La 2e condition pour laquelle nous avons autorisé le montage en Algérie, c’est qu’ils s’engagent à laisser un producteur national produire en full process au niveau de leur usine de stylos», avait-il précisé, en lançant une piqûre de rappel pour le géant danois.
Concernant la commercialisation de Glarus, le ministre a affirmé que des mesures ont été prises pour encourager la prescription de l’insuline locale pour les patients diabétiques dont la création d’un texte de loi régissant la prescription du médicament local que le ministre considère comme «une obligation».
Le ministre s’est aussi montré ferme envers les médecins, en affirmant que tout praticien qui tentera d’aller à l’encontre de ce plan d’action sera sanctionné.
«Biocare mérite tout notre respect»
Comme à l’accoutumée, Ali Aoun n’a pas manqué de tacler certaines parties qui tentent de freiner le développement de l’industrie pharmaceutique algérienne qu’ils soient importateurs ou producteurs défaillants.
«Quand on essaye de développer le tissu industriel local, cela ne plaît pas à ceux qui ont le monopole de l’importation en Algérie, nous concevons cela et nous le combattons avec nos moyens», a-t-il fait savoir.
En réponse à une question, le ministre a affirmé qu’un partenaire français avait bien tenté de bloquer la production de l’insuline, mais c’était compter sans la vigilance du producteur national Biocare qui a préféré mettre un terme à leur collaboration.
«Cette usine a pris des coups de la part de l’associé français qui avait vu qu’ils étaient arrivés et il avait commencé à leur dresser des obstacles. Aujourd’hui, ils sont seuls sur le marché et ils méritent tout le respect», a souligné le ministre.
Carton rouge pour Taphco : «Travailler à 20% des capacités de production, c’est juste incroyable»
Mais la joie du ministre a été de courte durée et a laissé place à la colère lors de son passage chez les laboratoires Taphco de Tassili Arab Phamaceuticals Company, où il a été surpris du ralentissement de l’activité.
«J’avais un grand espoir dans le partenariat arabo-arabe. La situation actuelle est vraiment désolante et je me demande pourquoi vos partenaires tels que Saidal, Spimaco ne prennent pas soin de leur capital, car il s’agit de dilapidation des biens publics», s’est-il indigné.
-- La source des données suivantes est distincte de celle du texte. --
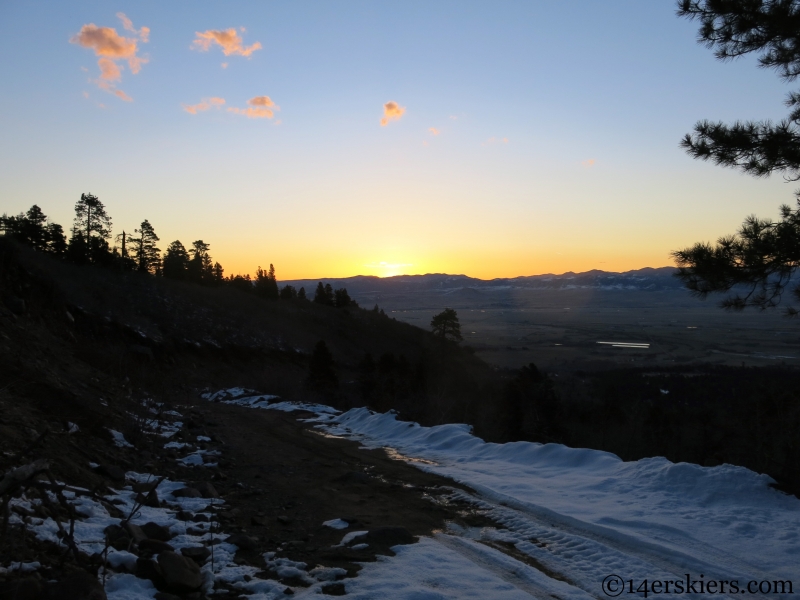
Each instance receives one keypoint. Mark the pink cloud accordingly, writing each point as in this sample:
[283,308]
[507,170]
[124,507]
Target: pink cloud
[204,104]
[143,33]
[111,48]
[261,107]
[230,42]
[392,111]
Et d’ajouter : «Je demande au conseil d’administration qui n’a pas tenu de réunion depuis plus d’une année de faire son travail, car nous sommes face à une véritable négligence, et la négligence a une signification importante dans le domaine juridique. Chacun d’entre vous sera interrogé. Travailler avec seulement 20% des capacités de production, c’est juste incroyable !»
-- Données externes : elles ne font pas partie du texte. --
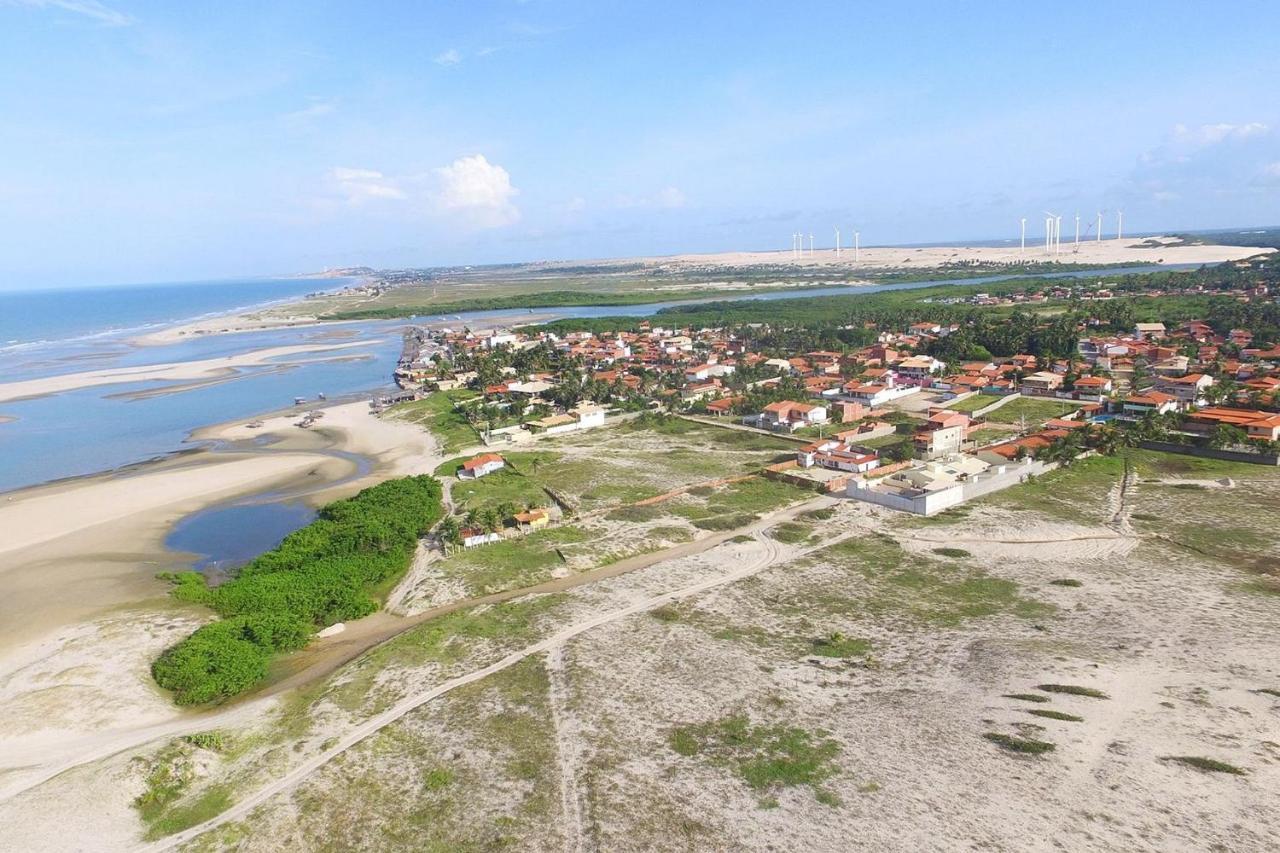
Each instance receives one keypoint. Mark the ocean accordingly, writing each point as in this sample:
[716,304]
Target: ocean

Le ministre est allé même jusqu’à faire planer le spectre de la rupture de contrat.
«Nous allons revoir les clauses de ce partenariat, car nous ne pouvons plus continuer comme ça, je me demande si vous considérez l’Algérie comme un marché ou plutôt comme un partenaire.»
Néanmoins, le ministre, après avoir écouté les responsables du laboratoire, leur a donné une deadline de six mois pour trouver une solution.
«Moh El Cabas est actuellement en prison»
Par ailleurs, après avoir mis en garde les importateurs de médicaments contre les pratiques illicites, Ali Aoun est passé à l’action en affirmant hier que dix importateurs de produits contrefaits ont été arrêtés depuis et que la justice suit son cours.
Dans ce sillage, il a indiqué avoir observé une nette régression des ventes de médicaments «cabas», notamment avec l’arrestation des grosses têtes de ce commerce. «Le surnommé Moh El Cabas est actuellement en prison», a lancé Ali Aoun.
Pour ce qui est des laboratoires récemment fermés par le ministère de l’Industrie pharmaceutique, Ali Aoun a annoncé la reprise d’activité des laboratoires Salem qui «ont commis une petite erreur qu’ils ont rectifiée», contrairement à Médicom à qui l’agrément a été retiré pour mauvaises pratiques.